Despite the addition of Associate Justice Amy Coney Barrett, which gave conservatives a 6-3 edge, the justices had been considering for months whether to take the case, potentially suggesting deep divisions. The court limited the case to a single question: Whether pre-viability bans on abortion such as Mississippi’s are constitutional.
Both sides of the abortion debate had been closely watching whether the court would take the case, attempting to parse meaning from the longer-than-usual delay. Some had speculated the court was eager to avoid taking up such a controversial case so soon after former President Donald Trump named three new justices to the bench.

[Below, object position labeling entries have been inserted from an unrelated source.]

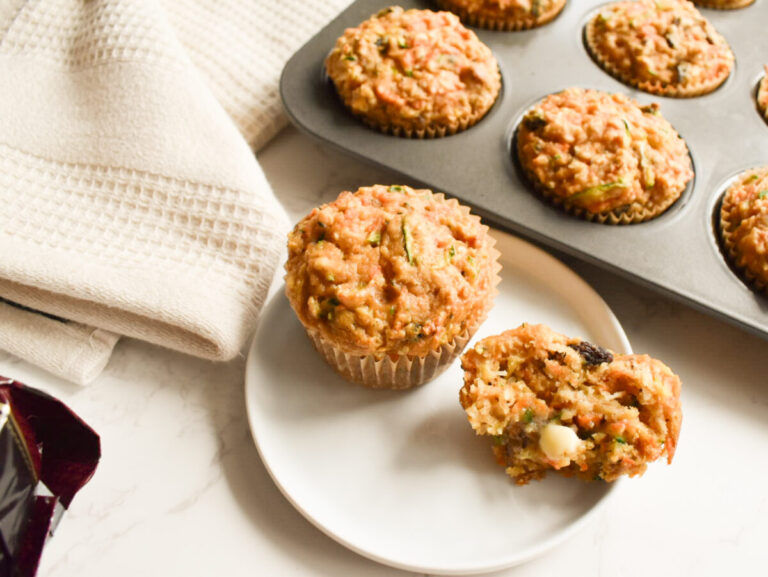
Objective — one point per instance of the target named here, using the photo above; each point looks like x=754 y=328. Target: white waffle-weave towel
x=130 y=200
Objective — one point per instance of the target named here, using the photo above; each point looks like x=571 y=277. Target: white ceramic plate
x=400 y=477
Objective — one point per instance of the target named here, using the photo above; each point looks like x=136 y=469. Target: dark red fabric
x=64 y=452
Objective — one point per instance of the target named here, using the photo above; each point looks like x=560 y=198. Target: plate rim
x=505 y=242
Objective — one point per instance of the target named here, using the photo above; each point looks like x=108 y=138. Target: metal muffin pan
x=676 y=253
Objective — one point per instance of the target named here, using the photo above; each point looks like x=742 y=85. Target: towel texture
x=130 y=200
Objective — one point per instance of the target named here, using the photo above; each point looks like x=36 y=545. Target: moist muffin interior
x=548 y=402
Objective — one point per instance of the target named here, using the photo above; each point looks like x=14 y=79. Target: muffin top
x=414 y=70
x=602 y=152
x=762 y=95
x=745 y=222
x=527 y=12
x=622 y=411
x=661 y=46
x=391 y=270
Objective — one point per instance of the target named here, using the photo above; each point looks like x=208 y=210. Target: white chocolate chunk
x=559 y=443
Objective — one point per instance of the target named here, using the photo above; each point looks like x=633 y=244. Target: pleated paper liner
x=634 y=213
x=404 y=371
x=491 y=21
x=723 y=4
x=658 y=88
x=726 y=227
x=762 y=92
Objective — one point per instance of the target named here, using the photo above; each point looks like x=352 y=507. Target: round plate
x=400 y=477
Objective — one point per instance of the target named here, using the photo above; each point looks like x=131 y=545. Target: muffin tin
x=677 y=253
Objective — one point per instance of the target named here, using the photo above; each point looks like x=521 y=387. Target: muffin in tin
x=504 y=14
x=744 y=226
x=762 y=95
x=723 y=4
x=664 y=47
x=391 y=282
x=551 y=402
x=414 y=73
x=602 y=156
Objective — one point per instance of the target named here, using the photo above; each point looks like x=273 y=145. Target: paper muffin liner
x=510 y=24
x=723 y=4
x=634 y=213
x=657 y=88
x=731 y=252
x=405 y=371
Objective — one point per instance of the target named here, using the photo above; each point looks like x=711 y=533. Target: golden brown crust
x=414 y=73
x=391 y=282
x=493 y=15
x=602 y=157
x=762 y=95
x=676 y=52
x=723 y=4
x=744 y=227
x=620 y=411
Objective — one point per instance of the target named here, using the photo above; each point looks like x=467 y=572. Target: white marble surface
x=181 y=489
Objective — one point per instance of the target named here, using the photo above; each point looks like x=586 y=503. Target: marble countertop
x=181 y=489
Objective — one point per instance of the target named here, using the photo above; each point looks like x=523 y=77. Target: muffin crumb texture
x=723 y=4
x=549 y=401
x=416 y=73
x=762 y=95
x=744 y=226
x=603 y=153
x=389 y=271
x=505 y=14
x=664 y=47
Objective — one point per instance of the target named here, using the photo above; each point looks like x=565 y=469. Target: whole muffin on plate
x=664 y=47
x=744 y=226
x=723 y=4
x=762 y=95
x=391 y=282
x=414 y=73
x=505 y=14
x=549 y=401
x=603 y=156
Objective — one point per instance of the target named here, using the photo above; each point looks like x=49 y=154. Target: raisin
x=558 y=356
x=592 y=354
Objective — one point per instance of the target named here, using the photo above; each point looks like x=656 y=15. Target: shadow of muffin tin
x=676 y=253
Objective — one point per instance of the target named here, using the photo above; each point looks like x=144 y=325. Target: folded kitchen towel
x=130 y=201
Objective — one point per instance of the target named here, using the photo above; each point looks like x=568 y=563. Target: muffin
x=762 y=95
x=553 y=402
x=664 y=47
x=391 y=282
x=414 y=73
x=744 y=226
x=723 y=4
x=602 y=156
x=504 y=14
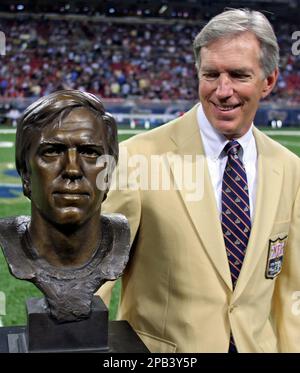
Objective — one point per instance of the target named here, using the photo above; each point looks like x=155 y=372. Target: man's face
x=63 y=169
x=231 y=83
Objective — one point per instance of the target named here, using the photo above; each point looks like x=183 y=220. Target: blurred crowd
x=116 y=60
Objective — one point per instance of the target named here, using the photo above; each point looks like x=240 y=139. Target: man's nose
x=224 y=88
x=72 y=168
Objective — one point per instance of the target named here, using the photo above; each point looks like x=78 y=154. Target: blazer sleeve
x=124 y=199
x=287 y=290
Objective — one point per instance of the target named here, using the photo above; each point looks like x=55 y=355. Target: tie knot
x=232 y=147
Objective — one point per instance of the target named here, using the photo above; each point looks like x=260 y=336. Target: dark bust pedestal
x=95 y=334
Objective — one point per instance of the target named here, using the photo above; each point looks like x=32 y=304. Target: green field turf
x=21 y=290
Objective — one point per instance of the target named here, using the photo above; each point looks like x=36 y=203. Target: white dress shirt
x=214 y=143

Mississippi, one of five states with only one abortion clinic left operating, has argued that a ban on most abortions after 15 weeks – with exceptions for medical emergencies or fetal abnormalities – would not violate the broader right to abortion protected by Supreme Court precedents dating back to 1973.
Rather, the state has justified its ban by arguing that a fetus after 15 weeks can feel pain, and an abortion at that stage carries increased medical risks.
Opponents of the law, represented by the Center for Reproductive Rights, argued that pregnancies at 15 weeks are not viable, so abortions at that stage are permitted by court precedents.
“Before viability, it is for the pregnant person, and not the state, to make the ultimate decision whether to continue a pregnancy,” they wrote.
Activists rally outside the Supreme Court on March 4, 2020, during oral arguments for an abortion-related case, June Medical Services v. Russo. (Photo: Jack Gruber, USA TODAY)
More than a dozen other states have tried to ban abortions before viability but have been blocked in court, according to the Guttmacher Institute, which conducts research on abortion and reproductive health.
The high court has stymied abortion opponents twice in the past four years. In June, it struck down a Louisiana law requiring doctors who perform abortions to have admitting privileges at nearby hospitals. Chief Justice John Roberts cast the deciding vote.
In 2016, the court reached a similar conclusion in a Texas case, with Associate Justice Anthony Kennedy joining the court’s four liberal justices. Kennedy later retired and was succeeded by Associate Justice Brett Kavanaugh. Now Barrett has succeeded the late Associate Justice Ruth Bader Ginsburg, leader of the liberal bloc.
In the past several months the court has sought to disentangle itself from several controversial issues left over from the Trump administration, including on questions about the 2020 election, immigration and other abortion issues. President Joe Biden’s administration earlier this year requested the court dismiss a series of cases involving Trump’s effort to cut federal funding for medical centers that refer patients for abortions.
More abortion cases are headed the high court’s way as both sides in the debate focus on the ultimate prize: upholding or overruling the Roe v. Wade decision legalizing abortion nationwide in 1973.